STEPHEN BEARD: This business was always going to be risky.
Most of the online betting firms are based outside the U.S. because the legal status of gambling there is so murky.
The bosses of two large firms were arrested while visiting America recently.
Now Congress has made the situation brutally clear. They’ve made it illegal for banks or credit card companies to process online bets.
If the bill becomes law, it’ll be game over for Internet betting- says analyst John Heaton.
JOHN HEATON: It’s been proved in the past that prohibition doesn’t work but I think in the short term, this cutting off of the funds is going to be a very effective measure stopping people betting from the States into European and Caribbean betting operations.
This is a disaster for most of the online gambling firms.

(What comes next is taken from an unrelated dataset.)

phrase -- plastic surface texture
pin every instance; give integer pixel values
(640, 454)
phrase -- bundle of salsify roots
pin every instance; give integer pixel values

PartyGaming, the biggest, gets 78% of its revenue from American bettors, and the U.S. won’t benefit from the ban either – claims Ken Whitener of EOG.com, prohibition isn’t going to stop Americans from making wagers.
KEN WHITENER: I think it’s going to cause a lot of gamblers to go back to the archaic method meeting “Dino” or ” Benny the Bullet” on the street corner and doing business with illegal bookmakers.
But for now the biggest losers are British investors who piled into online betting company stock. They were banking on big profits from the U.S.
It looks like that gamble has not paid off.
In London, this is Stephen Beard for Marketplace.